Figure 13 shows the time dependences of charge yields and specific electrical energy consumptions, calculated from model-predicted currents for the PtII to Pt0 reduction. These data exhibited the expected responses for a process in which the rates of the competing reactions were constant for each potential, whilst the platinum reduction rate decreased as the platinum concentration decayed. When the excess initial amounts of tri-iodide present in the solution were considered, these predictions were in good agreement with the experimental data for charge yields and specific electrical energy consumptions shown in Fig. 9, as illustrated by the overlaid data for the two extremes of feeder electrode potential.

Fig. 13
figure 13

Predictions of the time-dependent charge yield a and specific electrical energy consumption, b for the deposition of Pt from 2 dm−3 of 0.5 mM PtI6 2−, 4 M iodide solution in the reactor. Experimental results for feeder electrode potentials of −0.1 V (SCE) and −0.4 V (SCE) are also overlaid. Experimental results for flow rates between 0.4–0.45 dm3 min−1

4 Conclusions

An electrochemical reactor incorporating a circulating (graphite) particulate bed electrode was designed and developed, its performance characterised, and shown to be effective for the proposed platinum recovery process. I3 species were generated anodically to dissolve Pt in an external reactor as PtI6 2− ions, coupled to their cathodic electrodeposition from neutral aqueous 4 M KI solutions, typically depleting solutions from 68,700 to 170 ppb in 5 h. A reactor model based on the Newman–Tobias porous electrode model was developed, written in Maple™ code, that predicted successfully the progressive switch between kinetic and mass transport control with decreasing cathode feeder potential.

The morphologies of the Pt deposits produced were coherent and adherent, even when deposited under mass transport control, probably due to the mechanical interactions between particles. Scanning electron micrographs showed that deposit morphologies transitioned from a smooth plate-like deposit to a rougher textured deposit as the deposition was changed from a kinetically to transport-limited process, by decreasing the feeder electrode potential.

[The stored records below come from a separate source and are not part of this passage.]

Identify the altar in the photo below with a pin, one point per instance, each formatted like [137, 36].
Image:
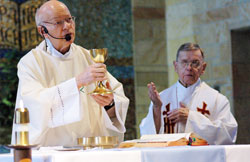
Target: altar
[226, 153]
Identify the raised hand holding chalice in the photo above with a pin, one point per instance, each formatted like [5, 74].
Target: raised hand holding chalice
[100, 56]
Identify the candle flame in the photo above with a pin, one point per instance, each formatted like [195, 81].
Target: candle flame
[21, 105]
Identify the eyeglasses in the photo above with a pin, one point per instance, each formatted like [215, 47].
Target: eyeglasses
[69, 20]
[194, 64]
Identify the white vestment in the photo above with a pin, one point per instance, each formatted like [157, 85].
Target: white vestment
[209, 113]
[59, 112]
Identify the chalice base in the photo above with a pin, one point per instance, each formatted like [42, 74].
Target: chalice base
[101, 91]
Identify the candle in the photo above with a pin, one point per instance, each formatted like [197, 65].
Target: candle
[22, 125]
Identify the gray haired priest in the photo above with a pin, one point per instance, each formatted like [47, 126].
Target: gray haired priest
[51, 77]
[190, 105]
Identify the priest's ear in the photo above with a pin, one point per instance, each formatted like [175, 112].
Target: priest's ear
[42, 31]
[203, 67]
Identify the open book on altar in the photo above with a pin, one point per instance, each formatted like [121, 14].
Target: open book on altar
[164, 140]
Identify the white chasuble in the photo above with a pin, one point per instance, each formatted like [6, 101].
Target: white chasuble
[209, 113]
[59, 112]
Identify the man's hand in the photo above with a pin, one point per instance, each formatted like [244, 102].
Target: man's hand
[178, 115]
[154, 95]
[104, 100]
[95, 72]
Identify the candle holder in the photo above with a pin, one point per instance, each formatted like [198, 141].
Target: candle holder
[22, 148]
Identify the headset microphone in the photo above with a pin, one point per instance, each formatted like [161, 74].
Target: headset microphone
[67, 36]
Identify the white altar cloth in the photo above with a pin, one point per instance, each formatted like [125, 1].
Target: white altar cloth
[228, 153]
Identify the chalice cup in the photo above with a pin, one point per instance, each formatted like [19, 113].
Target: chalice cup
[100, 56]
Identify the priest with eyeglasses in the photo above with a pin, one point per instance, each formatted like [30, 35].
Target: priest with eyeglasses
[55, 79]
[190, 105]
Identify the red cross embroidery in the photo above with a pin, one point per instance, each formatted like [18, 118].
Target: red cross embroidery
[168, 126]
[203, 109]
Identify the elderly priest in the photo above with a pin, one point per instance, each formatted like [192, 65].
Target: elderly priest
[51, 78]
[190, 105]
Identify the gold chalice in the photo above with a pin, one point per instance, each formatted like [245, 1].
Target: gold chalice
[100, 56]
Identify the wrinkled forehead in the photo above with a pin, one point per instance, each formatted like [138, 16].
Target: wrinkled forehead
[190, 55]
[52, 11]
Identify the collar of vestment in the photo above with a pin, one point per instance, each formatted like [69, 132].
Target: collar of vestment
[184, 94]
[53, 52]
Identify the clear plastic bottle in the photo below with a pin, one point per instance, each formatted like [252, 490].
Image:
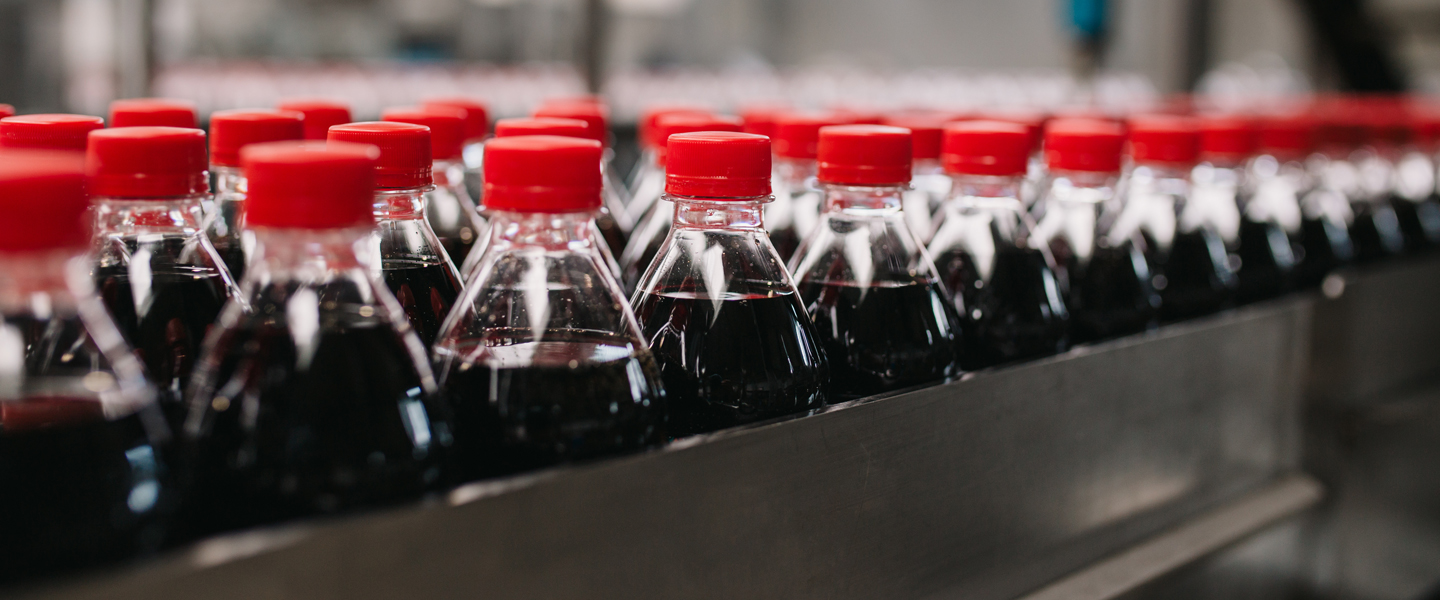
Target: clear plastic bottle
[452, 213]
[154, 268]
[866, 281]
[543, 360]
[717, 307]
[64, 133]
[408, 255]
[1100, 268]
[229, 133]
[320, 114]
[1262, 241]
[1187, 236]
[1001, 278]
[84, 449]
[313, 396]
[648, 236]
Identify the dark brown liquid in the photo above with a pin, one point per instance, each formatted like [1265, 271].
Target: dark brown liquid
[883, 338]
[733, 361]
[520, 405]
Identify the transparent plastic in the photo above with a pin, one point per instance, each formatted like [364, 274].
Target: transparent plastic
[1102, 269]
[225, 220]
[725, 321]
[452, 212]
[163, 284]
[1185, 239]
[873, 292]
[543, 360]
[412, 261]
[84, 448]
[313, 396]
[1001, 279]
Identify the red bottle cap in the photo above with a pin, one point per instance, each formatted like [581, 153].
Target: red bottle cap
[1226, 138]
[542, 125]
[987, 148]
[151, 112]
[684, 123]
[1164, 140]
[42, 197]
[1285, 137]
[320, 115]
[797, 135]
[543, 174]
[477, 115]
[926, 134]
[147, 163]
[761, 118]
[48, 131]
[310, 184]
[447, 127]
[719, 164]
[648, 125]
[405, 151]
[1083, 144]
[592, 112]
[234, 130]
[864, 154]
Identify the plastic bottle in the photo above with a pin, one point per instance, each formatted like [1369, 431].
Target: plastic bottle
[1185, 235]
[797, 205]
[320, 115]
[543, 360]
[452, 213]
[866, 281]
[153, 112]
[1102, 269]
[66, 133]
[648, 236]
[154, 268]
[313, 394]
[84, 459]
[229, 133]
[408, 255]
[717, 307]
[1001, 278]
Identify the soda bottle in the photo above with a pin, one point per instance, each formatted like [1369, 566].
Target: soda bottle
[66, 133]
[320, 114]
[229, 133]
[864, 278]
[313, 394]
[408, 256]
[154, 268]
[929, 184]
[84, 448]
[717, 307]
[648, 236]
[614, 222]
[1100, 268]
[566, 128]
[1001, 278]
[797, 205]
[1285, 193]
[448, 206]
[477, 128]
[1262, 242]
[1185, 236]
[153, 112]
[543, 360]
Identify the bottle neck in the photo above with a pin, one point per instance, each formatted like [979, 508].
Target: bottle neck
[170, 215]
[870, 200]
[719, 213]
[228, 180]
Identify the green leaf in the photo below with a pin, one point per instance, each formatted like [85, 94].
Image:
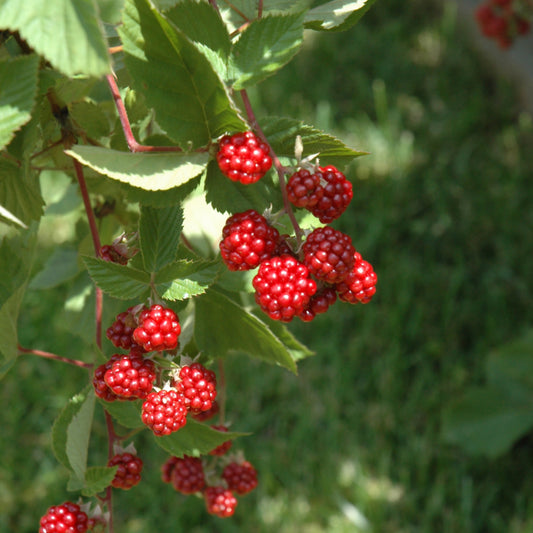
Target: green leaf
[159, 235]
[511, 365]
[16, 259]
[265, 46]
[184, 279]
[336, 15]
[71, 432]
[194, 439]
[18, 88]
[227, 196]
[20, 197]
[127, 413]
[282, 132]
[61, 266]
[218, 319]
[487, 421]
[120, 281]
[189, 98]
[152, 172]
[66, 32]
[97, 479]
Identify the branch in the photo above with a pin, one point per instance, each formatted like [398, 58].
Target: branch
[133, 145]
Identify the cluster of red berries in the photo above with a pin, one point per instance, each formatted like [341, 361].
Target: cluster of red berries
[132, 376]
[305, 281]
[503, 20]
[188, 476]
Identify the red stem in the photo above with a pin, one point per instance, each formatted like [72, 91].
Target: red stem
[281, 170]
[55, 357]
[133, 145]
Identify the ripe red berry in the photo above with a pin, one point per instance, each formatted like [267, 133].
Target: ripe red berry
[337, 194]
[320, 302]
[101, 388]
[360, 284]
[223, 448]
[158, 329]
[198, 386]
[202, 416]
[129, 470]
[304, 189]
[188, 475]
[240, 477]
[64, 518]
[247, 240]
[243, 157]
[328, 254]
[131, 375]
[283, 287]
[120, 333]
[220, 501]
[164, 411]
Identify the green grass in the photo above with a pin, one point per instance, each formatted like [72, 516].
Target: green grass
[442, 208]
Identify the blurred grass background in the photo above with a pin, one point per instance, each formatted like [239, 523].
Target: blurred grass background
[443, 210]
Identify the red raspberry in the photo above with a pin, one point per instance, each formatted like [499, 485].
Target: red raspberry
[240, 477]
[328, 254]
[198, 385]
[129, 470]
[220, 501]
[360, 284]
[247, 240]
[111, 254]
[164, 411]
[207, 415]
[283, 287]
[304, 189]
[64, 518]
[188, 475]
[243, 157]
[337, 195]
[158, 330]
[131, 375]
[120, 333]
[223, 448]
[319, 303]
[167, 468]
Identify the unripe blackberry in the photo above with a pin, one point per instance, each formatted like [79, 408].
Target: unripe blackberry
[337, 194]
[164, 411]
[188, 475]
[328, 254]
[360, 284]
[64, 518]
[129, 470]
[158, 329]
[220, 501]
[243, 157]
[198, 386]
[283, 287]
[247, 240]
[131, 376]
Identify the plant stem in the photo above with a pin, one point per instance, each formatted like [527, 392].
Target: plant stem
[281, 170]
[55, 357]
[133, 145]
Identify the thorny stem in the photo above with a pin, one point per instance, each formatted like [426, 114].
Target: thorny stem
[55, 357]
[221, 391]
[133, 145]
[281, 170]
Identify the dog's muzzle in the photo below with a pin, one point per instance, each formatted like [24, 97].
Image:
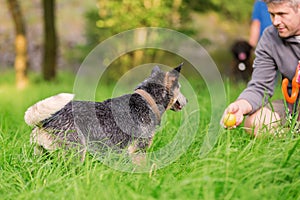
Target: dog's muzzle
[180, 103]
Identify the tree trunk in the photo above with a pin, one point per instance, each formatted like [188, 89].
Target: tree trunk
[50, 40]
[21, 60]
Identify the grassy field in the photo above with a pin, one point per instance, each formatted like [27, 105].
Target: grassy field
[238, 166]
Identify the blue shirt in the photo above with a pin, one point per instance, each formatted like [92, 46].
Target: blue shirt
[260, 12]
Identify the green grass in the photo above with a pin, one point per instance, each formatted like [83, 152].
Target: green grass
[238, 166]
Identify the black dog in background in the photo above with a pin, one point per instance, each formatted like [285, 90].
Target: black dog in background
[241, 68]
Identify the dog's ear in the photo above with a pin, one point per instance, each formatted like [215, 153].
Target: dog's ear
[179, 67]
[176, 70]
[155, 70]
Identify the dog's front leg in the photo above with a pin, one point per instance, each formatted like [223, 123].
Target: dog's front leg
[137, 156]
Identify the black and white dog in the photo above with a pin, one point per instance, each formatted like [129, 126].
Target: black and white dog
[125, 122]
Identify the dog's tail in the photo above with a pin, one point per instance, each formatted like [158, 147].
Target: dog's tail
[45, 108]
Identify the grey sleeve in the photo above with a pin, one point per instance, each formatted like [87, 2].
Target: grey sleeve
[261, 86]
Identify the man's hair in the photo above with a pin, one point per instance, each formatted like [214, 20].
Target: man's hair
[292, 2]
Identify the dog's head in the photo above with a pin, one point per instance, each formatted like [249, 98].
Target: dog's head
[164, 87]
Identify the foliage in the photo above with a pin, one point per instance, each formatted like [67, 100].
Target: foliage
[238, 167]
[238, 11]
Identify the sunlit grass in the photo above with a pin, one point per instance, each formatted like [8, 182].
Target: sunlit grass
[238, 166]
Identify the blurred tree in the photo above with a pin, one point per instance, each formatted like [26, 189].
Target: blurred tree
[50, 40]
[21, 60]
[113, 17]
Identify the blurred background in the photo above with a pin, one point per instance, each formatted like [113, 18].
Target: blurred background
[47, 37]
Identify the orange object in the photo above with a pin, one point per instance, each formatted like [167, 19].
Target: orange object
[229, 120]
[295, 87]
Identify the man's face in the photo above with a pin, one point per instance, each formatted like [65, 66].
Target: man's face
[285, 18]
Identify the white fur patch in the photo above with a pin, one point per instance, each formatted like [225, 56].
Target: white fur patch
[45, 108]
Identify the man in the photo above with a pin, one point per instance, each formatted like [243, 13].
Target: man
[278, 50]
[259, 21]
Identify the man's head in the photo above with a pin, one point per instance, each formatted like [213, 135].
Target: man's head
[285, 16]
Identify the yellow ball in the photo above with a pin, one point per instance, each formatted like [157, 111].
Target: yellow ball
[229, 120]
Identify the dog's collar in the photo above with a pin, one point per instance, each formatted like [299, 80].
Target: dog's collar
[150, 101]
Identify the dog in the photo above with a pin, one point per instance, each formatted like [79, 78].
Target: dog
[125, 123]
[241, 69]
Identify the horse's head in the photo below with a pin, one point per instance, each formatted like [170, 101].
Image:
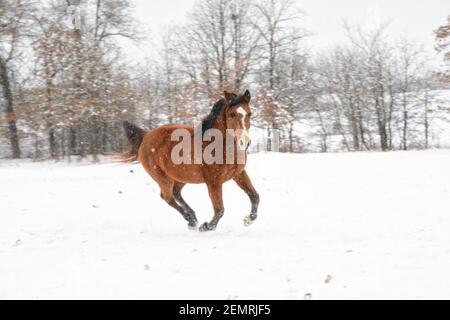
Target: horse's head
[237, 115]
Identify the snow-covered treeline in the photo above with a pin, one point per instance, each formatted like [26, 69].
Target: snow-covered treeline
[66, 85]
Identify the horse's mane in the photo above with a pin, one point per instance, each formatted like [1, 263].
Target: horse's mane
[209, 121]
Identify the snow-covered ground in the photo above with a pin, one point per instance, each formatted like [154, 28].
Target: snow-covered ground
[352, 226]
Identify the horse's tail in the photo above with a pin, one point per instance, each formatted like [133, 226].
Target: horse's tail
[135, 136]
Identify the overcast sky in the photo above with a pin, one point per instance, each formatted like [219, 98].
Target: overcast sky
[417, 18]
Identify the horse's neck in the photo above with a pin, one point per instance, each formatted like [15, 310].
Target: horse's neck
[220, 123]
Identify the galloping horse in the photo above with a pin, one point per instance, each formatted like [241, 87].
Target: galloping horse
[153, 149]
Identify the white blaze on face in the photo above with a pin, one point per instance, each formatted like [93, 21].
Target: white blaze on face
[244, 139]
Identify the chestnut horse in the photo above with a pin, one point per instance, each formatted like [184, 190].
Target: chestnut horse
[153, 150]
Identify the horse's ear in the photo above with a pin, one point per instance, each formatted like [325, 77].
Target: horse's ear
[228, 96]
[247, 96]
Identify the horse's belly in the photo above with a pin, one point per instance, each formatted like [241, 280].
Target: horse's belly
[186, 173]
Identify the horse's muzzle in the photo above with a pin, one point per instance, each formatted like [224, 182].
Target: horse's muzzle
[244, 142]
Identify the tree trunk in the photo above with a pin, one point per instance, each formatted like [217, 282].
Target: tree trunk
[9, 108]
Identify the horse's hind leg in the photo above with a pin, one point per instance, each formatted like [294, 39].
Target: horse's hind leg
[178, 186]
[167, 193]
[215, 193]
[243, 181]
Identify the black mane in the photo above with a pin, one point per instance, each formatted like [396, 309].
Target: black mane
[208, 122]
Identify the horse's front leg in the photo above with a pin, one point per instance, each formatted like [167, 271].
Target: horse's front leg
[215, 193]
[243, 181]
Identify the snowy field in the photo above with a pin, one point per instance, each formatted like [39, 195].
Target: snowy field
[351, 226]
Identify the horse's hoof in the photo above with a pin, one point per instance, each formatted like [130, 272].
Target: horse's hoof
[248, 220]
[207, 227]
[192, 226]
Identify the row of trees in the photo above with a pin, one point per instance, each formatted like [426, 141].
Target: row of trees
[66, 86]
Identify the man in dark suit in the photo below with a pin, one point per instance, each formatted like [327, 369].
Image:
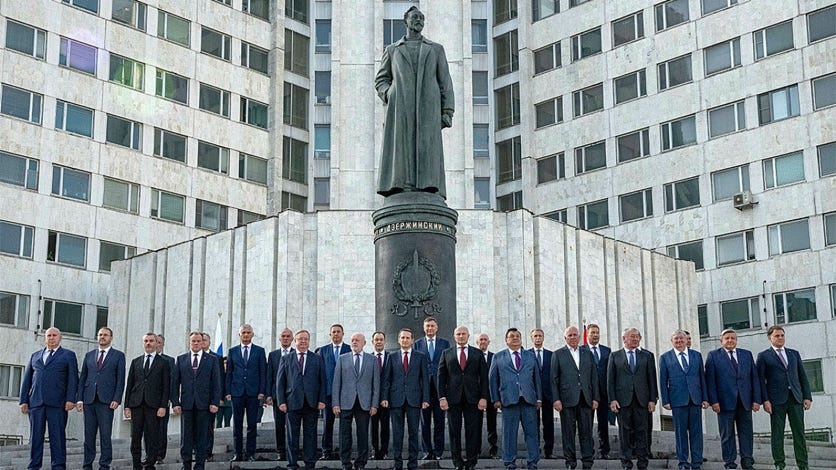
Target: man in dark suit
[463, 393]
[515, 385]
[632, 391]
[574, 383]
[301, 393]
[331, 353]
[380, 420]
[683, 390]
[483, 341]
[146, 402]
[100, 390]
[405, 391]
[246, 382]
[432, 418]
[356, 396]
[47, 392]
[734, 391]
[786, 394]
[601, 354]
[273, 362]
[546, 413]
[196, 394]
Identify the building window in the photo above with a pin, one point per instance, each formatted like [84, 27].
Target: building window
[173, 28]
[547, 58]
[821, 24]
[796, 306]
[127, 72]
[214, 100]
[26, 39]
[212, 157]
[735, 248]
[65, 316]
[67, 249]
[110, 252]
[214, 43]
[295, 161]
[727, 183]
[787, 237]
[633, 145]
[254, 57]
[70, 183]
[671, 13]
[627, 29]
[726, 119]
[629, 87]
[253, 112]
[722, 56]
[773, 39]
[740, 314]
[124, 132]
[588, 100]
[590, 157]
[167, 206]
[16, 239]
[129, 12]
[252, 168]
[77, 55]
[551, 168]
[549, 112]
[682, 194]
[295, 112]
[121, 195]
[172, 86]
[586, 44]
[637, 205]
[479, 36]
[19, 171]
[593, 215]
[509, 158]
[507, 101]
[21, 104]
[691, 251]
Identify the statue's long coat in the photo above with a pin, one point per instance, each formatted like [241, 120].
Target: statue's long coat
[413, 155]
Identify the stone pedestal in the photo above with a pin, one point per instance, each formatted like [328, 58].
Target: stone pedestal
[415, 264]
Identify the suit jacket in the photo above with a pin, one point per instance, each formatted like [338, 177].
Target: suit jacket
[725, 384]
[463, 386]
[405, 389]
[106, 384]
[152, 389]
[295, 388]
[349, 386]
[622, 383]
[682, 387]
[246, 378]
[51, 384]
[779, 381]
[196, 390]
[569, 382]
[509, 385]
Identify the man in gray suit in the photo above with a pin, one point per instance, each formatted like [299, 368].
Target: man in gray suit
[355, 394]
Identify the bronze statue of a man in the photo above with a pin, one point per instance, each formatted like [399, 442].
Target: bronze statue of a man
[414, 83]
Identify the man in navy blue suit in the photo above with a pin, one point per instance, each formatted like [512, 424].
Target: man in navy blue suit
[683, 390]
[100, 391]
[196, 394]
[300, 392]
[786, 394]
[47, 393]
[516, 389]
[734, 392]
[246, 383]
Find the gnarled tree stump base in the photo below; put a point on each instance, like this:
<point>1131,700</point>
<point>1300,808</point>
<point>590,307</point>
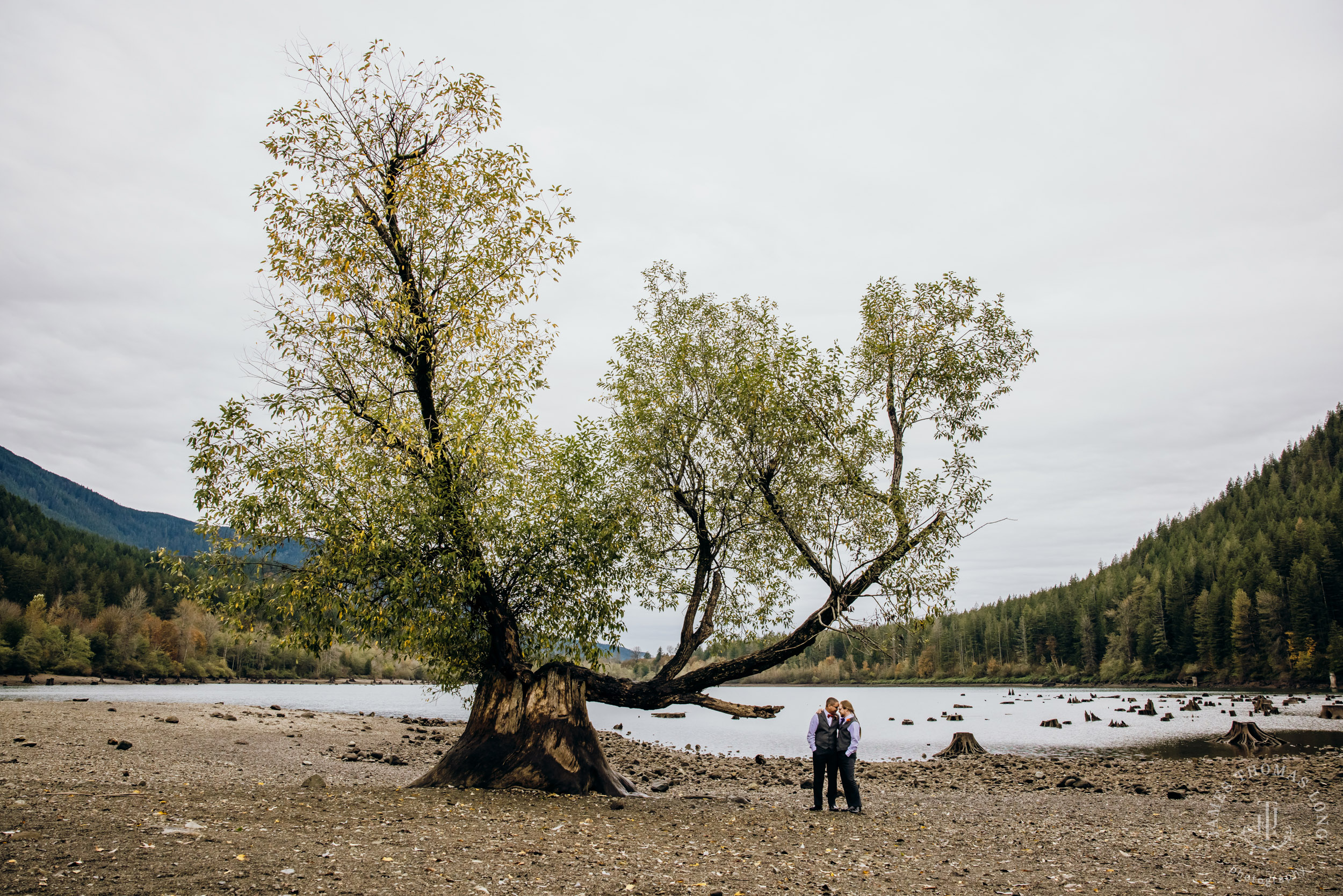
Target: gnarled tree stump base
<point>962,745</point>
<point>1248,734</point>
<point>530,733</point>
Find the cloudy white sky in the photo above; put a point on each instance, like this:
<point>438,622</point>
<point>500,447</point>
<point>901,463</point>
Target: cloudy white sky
<point>1156,187</point>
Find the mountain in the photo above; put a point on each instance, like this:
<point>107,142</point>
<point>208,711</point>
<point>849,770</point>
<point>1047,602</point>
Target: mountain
<point>1248,589</point>
<point>82,508</point>
<point>70,503</point>
<point>41,555</point>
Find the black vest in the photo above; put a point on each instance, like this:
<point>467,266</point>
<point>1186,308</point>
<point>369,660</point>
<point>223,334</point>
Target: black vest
<point>844,738</point>
<point>826,734</point>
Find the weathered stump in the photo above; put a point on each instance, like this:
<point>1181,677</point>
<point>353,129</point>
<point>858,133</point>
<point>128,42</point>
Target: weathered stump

The model and the experimental results both showed that the reactor could be operated with charge yields of ca. 45 %, corresponding to specific electrical energy consumptions of ca. 1.0 kW h kg−1 Pt. Hence, the corresponding electrical energy costs were clearly insignificant compared with the value of the metal recovered, but may be important in the trade-off between overall process costs and recovery rate. Therefore, the exact optimal conditions would depend exactly on the design objectives, but it is clear that pumping rates would need to be carefully controlled to the minimum required to achieve successful circulation as any increase has little positive affect.